In molti paradisi tropicali cominciano a riaprirsi le porte per i viaggiatori internazionali: dalle Maldive ad Anguilla, dalle Bahamas ad Antigua e Barbuda passando per Barbados o per la Repubblica Dominicana, solo per citarne alcuni. Molto spesso, per accedere occorre presentare l’esito negativo di un tampone effettuato da tre a cinque giorni prima dell’approdo nel paese e, in alcune situazioni, dove procede con la quarantena.
In controtendenza, l’arcipelago brasiliano Fernando de Noronha, appartenente amministrativamente allo stato di Pernambuco, ha deciso di riaprire al turismo internazionale dallo scorso 1° settembre, ma solo ai turisti che possono testimoniare di essere risultati positivi al virus del Covid-19.
Lo spiega il bollettino del governo nel quale vengono esposte le misure per consentire l’accesso ai turisti.
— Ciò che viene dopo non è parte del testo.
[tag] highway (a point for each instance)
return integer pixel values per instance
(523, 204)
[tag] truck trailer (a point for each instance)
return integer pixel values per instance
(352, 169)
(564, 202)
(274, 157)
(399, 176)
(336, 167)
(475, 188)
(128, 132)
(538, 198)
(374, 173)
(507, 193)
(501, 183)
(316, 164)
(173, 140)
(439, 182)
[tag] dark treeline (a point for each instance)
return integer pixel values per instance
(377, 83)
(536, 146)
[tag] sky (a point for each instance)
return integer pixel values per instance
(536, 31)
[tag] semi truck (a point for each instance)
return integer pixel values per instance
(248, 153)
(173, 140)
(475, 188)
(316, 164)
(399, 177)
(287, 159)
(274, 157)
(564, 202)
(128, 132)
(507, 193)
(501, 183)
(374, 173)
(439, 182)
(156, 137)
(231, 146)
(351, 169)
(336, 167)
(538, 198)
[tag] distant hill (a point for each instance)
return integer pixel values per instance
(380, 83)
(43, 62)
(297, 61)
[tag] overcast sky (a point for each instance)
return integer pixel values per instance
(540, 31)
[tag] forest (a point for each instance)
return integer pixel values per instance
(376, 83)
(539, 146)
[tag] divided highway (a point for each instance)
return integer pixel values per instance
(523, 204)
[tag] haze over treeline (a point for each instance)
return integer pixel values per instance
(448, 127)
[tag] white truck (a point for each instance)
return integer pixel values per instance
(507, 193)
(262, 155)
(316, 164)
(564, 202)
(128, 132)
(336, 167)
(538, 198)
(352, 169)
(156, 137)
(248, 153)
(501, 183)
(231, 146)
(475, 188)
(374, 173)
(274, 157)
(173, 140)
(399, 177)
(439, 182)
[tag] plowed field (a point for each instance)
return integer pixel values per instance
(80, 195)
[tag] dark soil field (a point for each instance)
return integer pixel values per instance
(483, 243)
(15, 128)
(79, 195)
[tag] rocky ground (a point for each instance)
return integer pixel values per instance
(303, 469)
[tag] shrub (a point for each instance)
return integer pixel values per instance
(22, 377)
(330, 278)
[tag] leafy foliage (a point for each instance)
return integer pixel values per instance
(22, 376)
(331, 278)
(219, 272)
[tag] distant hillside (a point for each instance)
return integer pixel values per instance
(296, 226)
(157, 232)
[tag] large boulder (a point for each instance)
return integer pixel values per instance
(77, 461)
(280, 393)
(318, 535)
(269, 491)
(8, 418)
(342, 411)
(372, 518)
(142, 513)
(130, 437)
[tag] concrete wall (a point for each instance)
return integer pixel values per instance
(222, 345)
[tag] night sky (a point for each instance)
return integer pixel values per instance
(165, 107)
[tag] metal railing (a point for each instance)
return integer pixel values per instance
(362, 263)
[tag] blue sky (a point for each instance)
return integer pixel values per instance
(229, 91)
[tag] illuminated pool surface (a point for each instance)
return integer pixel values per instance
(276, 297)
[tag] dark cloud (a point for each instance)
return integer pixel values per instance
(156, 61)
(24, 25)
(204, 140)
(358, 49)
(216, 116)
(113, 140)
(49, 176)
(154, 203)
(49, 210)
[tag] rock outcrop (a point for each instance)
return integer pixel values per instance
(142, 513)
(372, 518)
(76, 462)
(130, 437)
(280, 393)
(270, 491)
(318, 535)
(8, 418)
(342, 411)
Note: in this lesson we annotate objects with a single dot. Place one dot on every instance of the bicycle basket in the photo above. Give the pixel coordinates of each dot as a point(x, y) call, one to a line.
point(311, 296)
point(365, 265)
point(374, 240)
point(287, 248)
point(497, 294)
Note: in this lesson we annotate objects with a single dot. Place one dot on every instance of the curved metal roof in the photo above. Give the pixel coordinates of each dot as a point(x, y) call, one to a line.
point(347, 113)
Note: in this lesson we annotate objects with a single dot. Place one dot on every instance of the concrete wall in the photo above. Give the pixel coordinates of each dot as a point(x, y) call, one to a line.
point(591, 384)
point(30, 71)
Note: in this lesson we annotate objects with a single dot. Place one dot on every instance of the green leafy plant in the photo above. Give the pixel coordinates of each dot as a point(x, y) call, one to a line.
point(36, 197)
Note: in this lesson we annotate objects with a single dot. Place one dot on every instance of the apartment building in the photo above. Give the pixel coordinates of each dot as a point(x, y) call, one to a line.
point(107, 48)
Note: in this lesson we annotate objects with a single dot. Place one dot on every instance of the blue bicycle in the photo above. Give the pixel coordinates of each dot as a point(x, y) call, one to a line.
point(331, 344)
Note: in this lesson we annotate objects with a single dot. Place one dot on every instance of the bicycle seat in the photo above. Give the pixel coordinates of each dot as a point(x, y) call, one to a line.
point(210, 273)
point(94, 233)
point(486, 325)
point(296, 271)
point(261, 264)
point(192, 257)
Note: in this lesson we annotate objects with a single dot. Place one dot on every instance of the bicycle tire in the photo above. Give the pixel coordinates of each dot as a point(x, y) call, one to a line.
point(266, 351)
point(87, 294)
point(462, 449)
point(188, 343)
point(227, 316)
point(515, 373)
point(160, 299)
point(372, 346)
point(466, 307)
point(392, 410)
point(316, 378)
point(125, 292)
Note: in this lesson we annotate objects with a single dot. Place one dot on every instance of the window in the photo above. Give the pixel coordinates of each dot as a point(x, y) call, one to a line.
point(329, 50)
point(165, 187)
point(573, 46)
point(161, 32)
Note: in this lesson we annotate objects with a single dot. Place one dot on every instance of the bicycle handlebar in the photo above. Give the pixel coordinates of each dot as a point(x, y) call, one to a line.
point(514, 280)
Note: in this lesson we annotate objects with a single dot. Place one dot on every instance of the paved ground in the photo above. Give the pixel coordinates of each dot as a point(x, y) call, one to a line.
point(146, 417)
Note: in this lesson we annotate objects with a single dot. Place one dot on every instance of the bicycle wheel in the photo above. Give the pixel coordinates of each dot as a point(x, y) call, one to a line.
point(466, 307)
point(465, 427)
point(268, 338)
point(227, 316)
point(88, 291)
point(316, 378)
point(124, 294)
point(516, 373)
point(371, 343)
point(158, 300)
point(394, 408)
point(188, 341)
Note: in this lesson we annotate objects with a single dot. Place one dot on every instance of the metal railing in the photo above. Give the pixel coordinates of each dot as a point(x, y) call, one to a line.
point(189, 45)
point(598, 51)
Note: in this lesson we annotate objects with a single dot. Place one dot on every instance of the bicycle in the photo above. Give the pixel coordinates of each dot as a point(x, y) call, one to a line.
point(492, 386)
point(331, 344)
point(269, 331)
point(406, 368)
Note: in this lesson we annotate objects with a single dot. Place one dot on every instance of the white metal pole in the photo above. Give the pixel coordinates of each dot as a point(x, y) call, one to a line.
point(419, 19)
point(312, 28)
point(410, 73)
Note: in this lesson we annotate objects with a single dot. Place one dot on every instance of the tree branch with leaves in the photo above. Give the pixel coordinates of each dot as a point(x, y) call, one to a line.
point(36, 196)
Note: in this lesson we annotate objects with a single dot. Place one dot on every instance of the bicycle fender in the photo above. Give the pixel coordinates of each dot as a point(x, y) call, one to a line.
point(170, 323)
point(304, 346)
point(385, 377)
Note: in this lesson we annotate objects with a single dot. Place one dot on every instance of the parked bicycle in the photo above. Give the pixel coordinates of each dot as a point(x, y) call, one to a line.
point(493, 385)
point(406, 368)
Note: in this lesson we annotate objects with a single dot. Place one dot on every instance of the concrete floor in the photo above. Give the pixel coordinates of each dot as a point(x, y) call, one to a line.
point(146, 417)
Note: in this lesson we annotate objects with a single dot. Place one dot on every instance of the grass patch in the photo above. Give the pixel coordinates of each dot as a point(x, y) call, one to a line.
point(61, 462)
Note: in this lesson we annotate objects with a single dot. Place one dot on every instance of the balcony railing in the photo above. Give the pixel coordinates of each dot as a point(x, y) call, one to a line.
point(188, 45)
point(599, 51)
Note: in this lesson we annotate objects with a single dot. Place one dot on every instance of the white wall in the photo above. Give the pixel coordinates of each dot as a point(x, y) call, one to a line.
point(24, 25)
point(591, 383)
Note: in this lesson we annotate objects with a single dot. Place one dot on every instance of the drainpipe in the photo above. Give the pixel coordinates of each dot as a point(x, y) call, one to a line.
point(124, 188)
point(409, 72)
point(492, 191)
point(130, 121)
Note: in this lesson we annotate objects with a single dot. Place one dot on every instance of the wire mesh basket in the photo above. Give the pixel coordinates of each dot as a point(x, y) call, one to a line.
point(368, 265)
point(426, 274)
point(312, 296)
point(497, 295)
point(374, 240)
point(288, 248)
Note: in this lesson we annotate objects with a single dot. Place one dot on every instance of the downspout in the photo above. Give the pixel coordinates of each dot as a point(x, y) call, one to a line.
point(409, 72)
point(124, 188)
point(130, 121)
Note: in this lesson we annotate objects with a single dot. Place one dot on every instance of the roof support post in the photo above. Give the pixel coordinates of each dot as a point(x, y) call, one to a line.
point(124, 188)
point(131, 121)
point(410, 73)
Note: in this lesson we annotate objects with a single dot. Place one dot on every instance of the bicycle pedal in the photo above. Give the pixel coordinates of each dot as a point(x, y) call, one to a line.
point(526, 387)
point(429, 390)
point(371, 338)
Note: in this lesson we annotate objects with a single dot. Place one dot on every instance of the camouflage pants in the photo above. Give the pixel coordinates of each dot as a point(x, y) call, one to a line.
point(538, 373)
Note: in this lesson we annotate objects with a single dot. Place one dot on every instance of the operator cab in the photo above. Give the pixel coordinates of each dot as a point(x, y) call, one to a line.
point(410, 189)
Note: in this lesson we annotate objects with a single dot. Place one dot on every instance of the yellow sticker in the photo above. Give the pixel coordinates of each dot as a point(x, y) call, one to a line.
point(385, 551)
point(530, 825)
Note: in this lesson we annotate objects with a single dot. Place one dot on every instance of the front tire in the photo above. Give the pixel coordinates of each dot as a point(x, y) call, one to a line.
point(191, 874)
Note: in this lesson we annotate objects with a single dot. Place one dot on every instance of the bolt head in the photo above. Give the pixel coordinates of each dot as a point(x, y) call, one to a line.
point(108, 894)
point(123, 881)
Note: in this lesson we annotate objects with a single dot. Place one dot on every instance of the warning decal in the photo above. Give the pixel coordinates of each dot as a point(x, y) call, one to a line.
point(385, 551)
Oltre al pagamento della tassa di conservazione ambientale i turisti dovranno trasmettere entro 72 ore dalla partenza i risultati – positivi – di uno fra questi due test: un sierologico che dimostri la presenza di immunoglobuline G (IgG) effettuato non oltre 90 giorni prima dell’arrivo all’aeroporto Carlos Wilson sull’omonima isola principale dell’arcipelago atlantico (nonché la più stesa e l’unica abitata); oppure un test molecolare positivo ma effettuato oltre venti giorni prima dell’arrivo.
Si tratta solo della prima fase del graduale processo di riapertura dell’arcipelago nello stato di Pernambuco, santuario ambientale terrestre e marino oltre che patrimonio mondiale dell’Unesco. Un luogo selvaggio, dove il turismo è già di solito contingentato a poche centinaia di persone in contemporanea che si aggiungono ai 3mila residenti.